Last updated:
0 purchases
asreviewdatatools 1.3.2
ASReview Datatools
ASReview Datatools is an extension to ASReview
LAB that can be used to:
Describe basic properties of a dataset
Convert file formats
Deduplicate data
Stack multiple datasets
Compose a single (labeled, partly labeled, or unlabeled) dataset from multiple datasets
Snowball a dataset to find incoming or outgoing citations
Sample old, random, and new papers in order to check if the terminology has changed over time.
Several tutorials are available that show how
ASReview-Datatools can be used in different scenarios.
ASReview datatools is available for ASReview LAB version 1 or later.
If you are using ASReview LAB version 0.x, use ASReview-statistics instead of ASReview datatools.
Installation
ASReview Datatools requires Python 3.7+ and ASReview LAB version 1.1 or later.
The easiest way to install the extension is to install it from PyPI:
pip install asreview-datatools
After installation of the datatools extension, asreview should automatically
detect it. Test this with the following command:
asreview --help
The extension is successfully installed if it lists asreview data.
To make sure that you are working with the latest version of datatools you can use:
pip install asreview-datatools --upgrade
Getting started
ASReview Datatools is a command line tool that extends ASReview LAB. Each
subsection below describes one of the tools. The structure is
asreview data NAME_OF_TOOL
where NAME_OF_TOOL is the name of one of the tools below (describe, convert, dedup, vstack, or compose)
followed by positional arguments and optional arguments.
Each tool has its own help description which is available with
asreview data NAME_OF_TOOL -h
Tools
Data Describe
Describe the content of a dataset
asreview data describe MY_DATASET.csv
Export the results to a file (output.json)

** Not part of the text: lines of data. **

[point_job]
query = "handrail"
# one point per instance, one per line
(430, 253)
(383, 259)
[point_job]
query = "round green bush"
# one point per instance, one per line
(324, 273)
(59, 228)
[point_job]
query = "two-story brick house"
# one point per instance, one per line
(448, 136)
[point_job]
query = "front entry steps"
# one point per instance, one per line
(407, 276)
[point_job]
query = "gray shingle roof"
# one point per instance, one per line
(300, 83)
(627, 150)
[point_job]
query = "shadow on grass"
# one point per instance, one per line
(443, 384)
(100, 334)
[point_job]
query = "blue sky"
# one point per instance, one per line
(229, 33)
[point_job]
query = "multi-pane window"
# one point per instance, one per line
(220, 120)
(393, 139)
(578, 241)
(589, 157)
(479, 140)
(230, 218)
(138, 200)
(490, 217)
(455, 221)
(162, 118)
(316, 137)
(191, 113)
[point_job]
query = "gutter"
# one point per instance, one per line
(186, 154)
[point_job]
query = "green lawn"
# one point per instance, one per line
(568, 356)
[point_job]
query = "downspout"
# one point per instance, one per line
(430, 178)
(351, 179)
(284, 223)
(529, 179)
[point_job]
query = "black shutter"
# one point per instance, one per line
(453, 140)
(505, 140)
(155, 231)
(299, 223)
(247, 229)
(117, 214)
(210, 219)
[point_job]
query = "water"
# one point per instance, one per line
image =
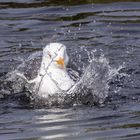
(102, 40)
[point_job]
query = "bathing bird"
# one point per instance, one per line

asreview data describe MY_DATASET.csv -o output.json
Describe the van_de_schoot_2018 dataset from the benchmark
platform.
asreview data describe synergy:van_de_schoot_2018 -o output.json
{
"asreviewVersion": "1.1",
"apiVersion": "1.1.1",
"data": {
"items": [
{
"id": "n_records",
"title": "Number of records",
"description": "The number of records in the dataset.",
"value": 6189
},
{
"id": "n_relevant",
"title": "Number of relevant records",
"description": "The number of relevant records in the dataset.",
"value": 43
},
{
"id": "n_irrelevant",
"title": "Number of irrelevant records",
"description": "The number of irrelevant records in the dataset.",
"value": 6146
},
{
"id": "n_unlabeled",
"title": "Number of unlabeled records",
"description": "The number of unlabeled records in the dataset.",
"value": 0
},
{
"id": "n_missing_title",
"title": "Number of records with missing title",
"description": "The number of records in the dataset with missing title.",
"value": 5
},
{
"id": "n_missing_abstract",
"title": "Number of records with missing abstract",
"description": "The number of records in the dataset with missing abstract.",
"value": 764
},
{
"id": "n_duplicates",
"title": "Number of duplicate records (basic algorithm)",
"description": "The number of duplicate records in the dataset based on similar text.",
"value": 104
}
]
}
}
Data Convert
Convert the format of a dataset. For example, convert a RIS dataset into a
CSV, Excel, or TAB dataset.
asreview data convert MY_DATASET.ris MY_OUTPUT.csv
Data Dedup
Remove duplicate records with a simple and straightforward deduplication
algorithm. The algorithm first removes all duplicates based on a persistent
identifier (PID). Then it concatenates the title and abstract, whereafter it
removes all non-alphanumeric tokens. Then the duplicates are removed.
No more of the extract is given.